Synthesized b0 for diffusion distortion correction (Synb0-DisCo).

机构信息

Vanderbilt University Institute of Imaging Science, Vanderbilt University, Nashville, TN, United States of America.

Electrical Engineering & Computer Science, Vanderbilt University, Nashville, TN, United States of America.

出版信息

Magn Reson Imaging. 2019 Dec;64:62-70. doi: 10.1016/j.mri.2019.05.008. Epub 2019 May 7.

Abstract

Diffusion magnetic resonance images typically suffer from spatial distortions due to susceptibility induced off-resonance fields, which may affect the geometric fidelity of the reconstructed volume and cause mismatches with anatomical images. State-of-the art susceptibility correction (for example, FSL's TOPUP algorithm) typically requires data acquired twice with reverse phase encoding directions, referred to as blip-up blip-down acquisitions, in order to estimate an undistorted volume. Unfortunately, not all imaging protocols include a blip-up blip-down acquisition, and cannot take advantage of the state-of-the art susceptibility and motion correction capabilities. In this study, we aim to enable TOPUP-like processing with historical and/or limited diffusion imaging data that include only a structural image and single blip diffusion image. We utilize deep learning to synthesize an undistorted non-diffusion weighted image from the structural image, and use the non-distorted synthetic image as an anatomical target for distortion correction.
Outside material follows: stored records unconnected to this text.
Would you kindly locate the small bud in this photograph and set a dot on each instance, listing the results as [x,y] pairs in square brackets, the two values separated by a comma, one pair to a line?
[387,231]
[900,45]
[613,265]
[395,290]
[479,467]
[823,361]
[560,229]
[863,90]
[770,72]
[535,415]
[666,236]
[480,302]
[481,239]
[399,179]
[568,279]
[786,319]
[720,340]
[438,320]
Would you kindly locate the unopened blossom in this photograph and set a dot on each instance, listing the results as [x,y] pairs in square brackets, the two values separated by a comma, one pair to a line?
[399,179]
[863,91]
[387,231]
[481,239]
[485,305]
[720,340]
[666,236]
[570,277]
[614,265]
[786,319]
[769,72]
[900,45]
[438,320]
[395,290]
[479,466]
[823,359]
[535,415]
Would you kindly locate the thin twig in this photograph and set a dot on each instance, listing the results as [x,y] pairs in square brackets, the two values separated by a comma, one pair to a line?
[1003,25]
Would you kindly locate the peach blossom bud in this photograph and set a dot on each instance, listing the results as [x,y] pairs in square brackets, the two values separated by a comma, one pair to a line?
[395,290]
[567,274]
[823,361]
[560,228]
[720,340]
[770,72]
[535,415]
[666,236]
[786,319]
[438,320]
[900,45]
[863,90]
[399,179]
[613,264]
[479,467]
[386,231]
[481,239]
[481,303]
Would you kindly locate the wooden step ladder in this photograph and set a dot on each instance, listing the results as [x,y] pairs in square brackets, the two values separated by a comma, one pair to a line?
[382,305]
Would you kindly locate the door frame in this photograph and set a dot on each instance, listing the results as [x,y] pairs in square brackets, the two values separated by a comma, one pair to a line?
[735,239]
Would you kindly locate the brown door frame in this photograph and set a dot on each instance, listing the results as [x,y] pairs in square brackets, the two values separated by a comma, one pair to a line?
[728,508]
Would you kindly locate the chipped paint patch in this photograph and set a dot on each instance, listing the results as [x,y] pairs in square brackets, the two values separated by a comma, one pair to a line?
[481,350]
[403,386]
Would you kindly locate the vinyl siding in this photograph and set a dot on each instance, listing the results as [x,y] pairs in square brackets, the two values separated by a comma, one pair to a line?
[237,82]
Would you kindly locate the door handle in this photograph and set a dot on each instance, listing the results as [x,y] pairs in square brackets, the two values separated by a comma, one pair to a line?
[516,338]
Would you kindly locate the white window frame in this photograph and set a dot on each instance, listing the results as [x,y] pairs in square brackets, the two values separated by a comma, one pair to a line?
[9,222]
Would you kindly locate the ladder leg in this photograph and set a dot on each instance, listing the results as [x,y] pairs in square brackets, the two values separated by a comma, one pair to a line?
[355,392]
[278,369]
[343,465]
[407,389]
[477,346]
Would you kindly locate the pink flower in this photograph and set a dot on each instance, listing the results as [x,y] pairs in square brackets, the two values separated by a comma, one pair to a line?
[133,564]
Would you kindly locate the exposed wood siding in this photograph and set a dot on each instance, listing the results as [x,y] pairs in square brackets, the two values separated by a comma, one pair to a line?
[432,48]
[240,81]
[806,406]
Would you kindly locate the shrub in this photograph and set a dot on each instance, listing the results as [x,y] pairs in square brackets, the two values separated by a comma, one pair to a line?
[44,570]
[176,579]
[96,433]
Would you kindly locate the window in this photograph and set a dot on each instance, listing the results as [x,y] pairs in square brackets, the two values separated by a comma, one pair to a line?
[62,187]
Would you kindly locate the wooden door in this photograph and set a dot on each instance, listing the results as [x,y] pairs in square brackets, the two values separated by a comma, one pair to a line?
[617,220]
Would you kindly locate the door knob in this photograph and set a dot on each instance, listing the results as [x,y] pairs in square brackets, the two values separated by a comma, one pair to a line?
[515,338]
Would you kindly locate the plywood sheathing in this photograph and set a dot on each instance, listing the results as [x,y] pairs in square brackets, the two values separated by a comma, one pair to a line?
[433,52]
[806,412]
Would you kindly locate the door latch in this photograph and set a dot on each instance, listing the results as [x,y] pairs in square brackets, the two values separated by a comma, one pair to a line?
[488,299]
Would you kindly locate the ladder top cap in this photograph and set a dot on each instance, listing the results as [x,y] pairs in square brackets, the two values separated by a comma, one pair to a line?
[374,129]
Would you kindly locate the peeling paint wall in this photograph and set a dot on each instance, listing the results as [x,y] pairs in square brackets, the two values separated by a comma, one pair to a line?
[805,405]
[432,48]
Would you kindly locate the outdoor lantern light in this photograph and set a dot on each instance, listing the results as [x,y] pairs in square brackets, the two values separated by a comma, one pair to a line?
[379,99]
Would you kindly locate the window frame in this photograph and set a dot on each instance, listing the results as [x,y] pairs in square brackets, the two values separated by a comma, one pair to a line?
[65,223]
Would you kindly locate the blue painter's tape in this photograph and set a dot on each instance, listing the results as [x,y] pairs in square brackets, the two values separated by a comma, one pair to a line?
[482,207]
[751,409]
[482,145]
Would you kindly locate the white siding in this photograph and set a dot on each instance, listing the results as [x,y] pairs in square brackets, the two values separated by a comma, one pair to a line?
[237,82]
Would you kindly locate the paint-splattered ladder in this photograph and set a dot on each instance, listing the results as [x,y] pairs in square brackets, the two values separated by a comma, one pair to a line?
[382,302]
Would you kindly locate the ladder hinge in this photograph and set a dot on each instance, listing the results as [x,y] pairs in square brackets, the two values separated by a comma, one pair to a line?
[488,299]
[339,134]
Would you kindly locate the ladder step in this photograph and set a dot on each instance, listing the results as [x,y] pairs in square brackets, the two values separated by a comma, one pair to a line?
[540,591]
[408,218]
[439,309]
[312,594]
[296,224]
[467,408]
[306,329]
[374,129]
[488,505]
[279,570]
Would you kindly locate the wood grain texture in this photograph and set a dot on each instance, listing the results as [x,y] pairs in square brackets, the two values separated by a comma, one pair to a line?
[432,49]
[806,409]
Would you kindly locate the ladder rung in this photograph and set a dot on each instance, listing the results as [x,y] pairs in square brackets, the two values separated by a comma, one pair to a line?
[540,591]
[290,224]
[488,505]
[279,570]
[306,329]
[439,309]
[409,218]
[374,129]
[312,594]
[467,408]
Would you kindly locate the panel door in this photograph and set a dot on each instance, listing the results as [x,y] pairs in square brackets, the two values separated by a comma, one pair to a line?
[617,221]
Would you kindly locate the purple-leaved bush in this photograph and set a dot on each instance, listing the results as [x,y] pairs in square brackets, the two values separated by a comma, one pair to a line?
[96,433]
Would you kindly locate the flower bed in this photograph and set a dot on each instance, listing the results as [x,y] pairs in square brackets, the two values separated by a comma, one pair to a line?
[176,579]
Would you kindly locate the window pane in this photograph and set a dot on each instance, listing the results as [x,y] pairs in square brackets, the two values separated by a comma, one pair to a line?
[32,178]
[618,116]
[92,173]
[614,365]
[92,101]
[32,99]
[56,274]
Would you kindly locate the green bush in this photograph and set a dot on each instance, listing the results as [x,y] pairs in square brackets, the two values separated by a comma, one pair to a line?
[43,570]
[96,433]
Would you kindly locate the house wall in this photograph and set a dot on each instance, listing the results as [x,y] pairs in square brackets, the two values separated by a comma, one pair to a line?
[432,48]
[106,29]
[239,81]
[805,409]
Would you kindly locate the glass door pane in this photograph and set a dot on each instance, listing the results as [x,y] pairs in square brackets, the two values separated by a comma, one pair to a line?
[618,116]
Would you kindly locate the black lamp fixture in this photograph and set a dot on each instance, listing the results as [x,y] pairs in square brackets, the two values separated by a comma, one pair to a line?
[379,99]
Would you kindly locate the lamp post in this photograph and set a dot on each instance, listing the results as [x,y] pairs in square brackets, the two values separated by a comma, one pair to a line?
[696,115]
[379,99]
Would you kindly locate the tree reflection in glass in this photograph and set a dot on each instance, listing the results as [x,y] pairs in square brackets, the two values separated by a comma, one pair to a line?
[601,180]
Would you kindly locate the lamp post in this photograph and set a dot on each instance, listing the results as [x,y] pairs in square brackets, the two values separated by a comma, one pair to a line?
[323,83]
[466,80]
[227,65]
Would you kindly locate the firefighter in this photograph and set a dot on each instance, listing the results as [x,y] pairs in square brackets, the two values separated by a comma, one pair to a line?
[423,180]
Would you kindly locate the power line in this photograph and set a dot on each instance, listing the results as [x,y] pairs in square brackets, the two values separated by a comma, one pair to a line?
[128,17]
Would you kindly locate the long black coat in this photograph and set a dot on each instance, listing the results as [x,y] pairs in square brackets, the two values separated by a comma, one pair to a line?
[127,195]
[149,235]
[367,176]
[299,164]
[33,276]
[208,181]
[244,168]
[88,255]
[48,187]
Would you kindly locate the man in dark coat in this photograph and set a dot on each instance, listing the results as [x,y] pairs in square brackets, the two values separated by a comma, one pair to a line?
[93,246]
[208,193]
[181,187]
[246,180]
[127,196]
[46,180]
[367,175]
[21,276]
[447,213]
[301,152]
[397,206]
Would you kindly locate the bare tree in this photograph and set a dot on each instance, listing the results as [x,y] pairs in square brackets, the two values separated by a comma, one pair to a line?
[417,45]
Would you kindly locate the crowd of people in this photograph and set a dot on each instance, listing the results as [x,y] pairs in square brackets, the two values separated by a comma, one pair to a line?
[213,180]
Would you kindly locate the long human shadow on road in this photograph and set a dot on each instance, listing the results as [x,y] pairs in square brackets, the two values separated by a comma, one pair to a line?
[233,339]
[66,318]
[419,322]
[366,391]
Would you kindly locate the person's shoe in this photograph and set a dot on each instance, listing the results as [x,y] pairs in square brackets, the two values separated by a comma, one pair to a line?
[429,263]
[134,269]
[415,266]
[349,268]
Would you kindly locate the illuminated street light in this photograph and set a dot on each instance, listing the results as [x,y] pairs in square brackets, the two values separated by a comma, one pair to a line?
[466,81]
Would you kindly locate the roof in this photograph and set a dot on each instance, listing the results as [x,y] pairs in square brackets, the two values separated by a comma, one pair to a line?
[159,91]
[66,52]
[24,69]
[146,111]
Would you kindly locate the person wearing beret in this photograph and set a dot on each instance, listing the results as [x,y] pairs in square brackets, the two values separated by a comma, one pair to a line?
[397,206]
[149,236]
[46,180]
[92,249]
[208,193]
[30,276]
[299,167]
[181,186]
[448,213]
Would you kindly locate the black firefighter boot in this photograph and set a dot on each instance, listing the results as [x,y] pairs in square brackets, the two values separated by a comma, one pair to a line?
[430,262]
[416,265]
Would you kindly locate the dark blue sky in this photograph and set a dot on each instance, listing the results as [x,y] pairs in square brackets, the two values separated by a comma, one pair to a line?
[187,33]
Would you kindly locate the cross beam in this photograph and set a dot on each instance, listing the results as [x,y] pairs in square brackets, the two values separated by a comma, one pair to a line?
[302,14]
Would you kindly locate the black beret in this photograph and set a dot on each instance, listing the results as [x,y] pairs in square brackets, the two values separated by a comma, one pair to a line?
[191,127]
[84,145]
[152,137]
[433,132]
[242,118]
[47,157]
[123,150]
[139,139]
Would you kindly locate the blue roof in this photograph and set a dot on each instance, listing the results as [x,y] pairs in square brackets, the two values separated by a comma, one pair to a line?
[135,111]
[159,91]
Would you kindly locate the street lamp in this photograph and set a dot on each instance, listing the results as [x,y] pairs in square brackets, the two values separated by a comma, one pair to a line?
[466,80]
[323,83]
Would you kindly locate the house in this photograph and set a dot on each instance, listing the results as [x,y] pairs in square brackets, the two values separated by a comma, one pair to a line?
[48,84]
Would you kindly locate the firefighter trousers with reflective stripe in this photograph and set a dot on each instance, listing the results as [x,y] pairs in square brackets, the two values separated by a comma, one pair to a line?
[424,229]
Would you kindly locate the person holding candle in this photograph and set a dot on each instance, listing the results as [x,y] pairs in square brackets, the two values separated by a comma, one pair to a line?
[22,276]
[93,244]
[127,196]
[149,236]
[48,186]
We evaluate the efficacy of this approach (named Synb0-DisCo) and show that our distortion correction process results in better matching of the geometry of undistorted anatomical images, reduces variation in diffusion modeling, and is practically equivalent to having both blip-up and blip-down non-diffusion weighted images.

摘要

弥散磁共振图像通常会因磁化率引起的离频场而产生空间扭曲,这可能会影响重建体积的几何保真度,并导致与解剖图像不匹配。最先进的磁化率校正(例如,FSL 的 TOPUP 算法)通常需要两次采集相位编码方向相反的数据,称为双反转采集,以便估计未失真的体积。不幸的是,并非所有成像协议都包括双反转采集,因此无法利用最先进的磁化率和运动校正功能。在这项研究中,我们旨在使历史数据和/或仅包含结构图像和单次双反转扩散图像的有限扩散成像数据能够进行类似于 TOPUP 的处理。我们利用深度学习从结构图像中合成未失真的非弥散加权图像,并使用未失真的合成图像作为解剖目标进行失真校正。我们评估了这种方法(命名为 Synb0-DisCo)的效果,并表明我们的失真校正过程可以更好地匹配未失真解剖图像的几何形状,减少扩散建模的变化,并且在实际效果上相当于同时具有双反转和非双反转的非弥散加权图像。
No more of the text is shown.